How to set financial goals that actually stick
It’s easy to think financial success is about willpower alone — and to feel discouraged as a result. But with a clear framework, setting goals can be more achievable and far more motivating.
Setting financial goals sounds simple. Save more, spend less, invest wisely. Yet for many people, good intentions fade within months, leaving goals half-finished and motivation low.
The good news: it isn’t you. Setting vague or unachievable goals can actually harm our sense of motivation, and after a few failed attempts, it can become more difficult to pick yourself up and try again.
And more good news: there’s a simple framework to help you set goals you can actually achieve.
Start by understanding the different types of financial goals
Most financial goals fall into three categories based on how far into the future you’re planning:
Short-term goals cover the next 0-2 years. They might include building an emergency fund or saving for a short trip. Short-term goals tend to be paid for quickly, which means the money you put towards them needs to be easily accessible.
Medium-term goals sit between 2-10 years. Examples include saving for a house deposit or funding your child’s education. These goals allow for a bit more flexibility in how you save or invest, but still need a balance between growth and stability.
Long-term goals look 10+ years into the future. Retirement planning is the most obvious example, but long-term goals can also include paying off your mortgage or preparing to support a family member later in life. Because of the longer timeframe, you have the advantage of time in the market, which means you can consider a broader range of investment options.
Dividing your goals into these three categories ensures your strategy matches your timeline. It also gives you smaller, more regular goals to achieve and feel motivated along the way.
Using the SMART framework
Once you know what you’re aiming for, the next step is to turn those ambitions into something tangible. The SMART framework helps you hit all the bases.
SMART goals are:
- Specific – Clearly define what you want to achieve
- Measurable – You should be able to track what you need and what you’ve saved so far
- Achievable – Goals should stretch you but still be realistic based on your income, expenses and circumstances
- Relevant – Your goals should reflect what truly matters to you
- Time-bound – Set a deadline. A timeframe creates momentum and helps shape your saving or investment approach
For example
| Ambition | SMART goal |
|---|---|
I want to save more money for emergencies | I want to build an emergency fund of £10,000 over the next 18 months by saving £550 each month into a savings account |
I’d like to buy a home one day | I want to save £30,000 for a house deposit in five years by setting aside £500 per month and reviewing my progress annually |
I want to be better prepared for retirement | I want to contribute at least 8% of my salary into my pension each year to stay on track for retiring at 65 |
Watch out for common pitfalls
Once your goals are clearly defined, a few simple habits can help keep them on track. Some of the common pitfalls include:
Unrealistic expectations. Overestimating how much you can save or how quickly investments will grow leads to frustration. It’s better to start conservatively, adjusting over time as needed.
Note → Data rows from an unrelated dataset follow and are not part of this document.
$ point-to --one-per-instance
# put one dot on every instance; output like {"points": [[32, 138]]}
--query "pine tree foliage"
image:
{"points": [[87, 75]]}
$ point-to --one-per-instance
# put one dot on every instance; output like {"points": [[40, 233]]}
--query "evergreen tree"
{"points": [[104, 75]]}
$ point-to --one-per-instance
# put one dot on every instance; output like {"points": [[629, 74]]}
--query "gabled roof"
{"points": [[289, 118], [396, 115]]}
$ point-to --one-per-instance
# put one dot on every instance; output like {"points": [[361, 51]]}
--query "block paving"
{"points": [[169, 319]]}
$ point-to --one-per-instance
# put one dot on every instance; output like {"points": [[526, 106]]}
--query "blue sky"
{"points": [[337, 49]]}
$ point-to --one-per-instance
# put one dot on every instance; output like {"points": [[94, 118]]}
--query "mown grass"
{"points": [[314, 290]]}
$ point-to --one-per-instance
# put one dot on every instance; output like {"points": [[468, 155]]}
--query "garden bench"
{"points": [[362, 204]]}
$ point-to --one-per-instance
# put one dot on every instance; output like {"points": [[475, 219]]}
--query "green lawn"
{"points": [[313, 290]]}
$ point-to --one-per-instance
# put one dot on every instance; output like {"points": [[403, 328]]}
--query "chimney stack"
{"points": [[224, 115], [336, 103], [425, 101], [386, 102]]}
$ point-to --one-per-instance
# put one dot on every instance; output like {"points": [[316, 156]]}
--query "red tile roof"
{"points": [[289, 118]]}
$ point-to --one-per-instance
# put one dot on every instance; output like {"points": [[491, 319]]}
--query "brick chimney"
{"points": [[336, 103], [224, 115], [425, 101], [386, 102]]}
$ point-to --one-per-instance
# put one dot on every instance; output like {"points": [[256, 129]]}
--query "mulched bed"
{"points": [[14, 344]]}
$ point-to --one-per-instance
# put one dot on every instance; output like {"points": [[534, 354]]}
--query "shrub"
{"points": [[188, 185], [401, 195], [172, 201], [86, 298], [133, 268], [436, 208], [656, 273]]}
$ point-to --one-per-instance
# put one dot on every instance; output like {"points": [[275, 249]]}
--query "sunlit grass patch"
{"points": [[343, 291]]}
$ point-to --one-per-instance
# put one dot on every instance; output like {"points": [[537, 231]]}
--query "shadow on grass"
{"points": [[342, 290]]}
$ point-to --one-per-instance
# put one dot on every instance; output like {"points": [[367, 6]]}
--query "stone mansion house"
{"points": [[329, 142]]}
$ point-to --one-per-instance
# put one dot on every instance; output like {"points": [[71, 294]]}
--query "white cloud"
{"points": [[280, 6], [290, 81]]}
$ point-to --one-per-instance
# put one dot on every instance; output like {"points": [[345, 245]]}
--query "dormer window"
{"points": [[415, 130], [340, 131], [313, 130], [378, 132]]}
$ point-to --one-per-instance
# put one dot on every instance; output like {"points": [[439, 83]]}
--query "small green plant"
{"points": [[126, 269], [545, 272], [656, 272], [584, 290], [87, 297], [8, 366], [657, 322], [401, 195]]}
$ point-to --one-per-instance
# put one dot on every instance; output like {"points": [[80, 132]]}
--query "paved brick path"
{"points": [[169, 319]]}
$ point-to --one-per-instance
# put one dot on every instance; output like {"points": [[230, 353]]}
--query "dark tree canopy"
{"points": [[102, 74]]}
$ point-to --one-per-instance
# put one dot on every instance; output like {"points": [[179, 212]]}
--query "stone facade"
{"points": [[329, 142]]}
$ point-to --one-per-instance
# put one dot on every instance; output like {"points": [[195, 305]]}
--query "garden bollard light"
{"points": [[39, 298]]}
Lack of tracking. Goals that aren’t monitored are quickly forgotten. Regularly reviewing your progress – monthly for short-term goals, quarterly for medium- and long-term ones – keeps your goals front of mind and lets you course-correct early.
Not revisiting goals. Life changes – careers shift, families grow, priorities evolve. Goals should be reviewed and updated so they continue to reflect your needs.
The power of accountability
Sharing your goals with someone you trust builds accountability. It may be helpful to speak to your partner or family, not least because your goals likely affect them. You'll be able to align your financial plans and mutually support each other along the way.
Working with a financial adviser is another way to build accountability while also getting access to personalised advice. An adviser can help translate your goals into a step-by-step plan and provide an expert perspective when market volatility occurs. Regular check-ins also create a natural rhythm of review and adjustment, helping you stay on track.
Making your goals stick
Financial goals have an element of willpower, but it’s much easier to stay motivated when you’ve set yourself up for success.
Most importantly, remember that financial planning is a journey, not a one-off exercise. Small, consistent steps turn good intentions into lasting outcomes.
Important information
This article is for information purposes only. It is not intended as financial advice.
Fees and charges apply.
The value of investments and the income from them can fall as well as rise and are not guaranteed. You might not get back your initial investment.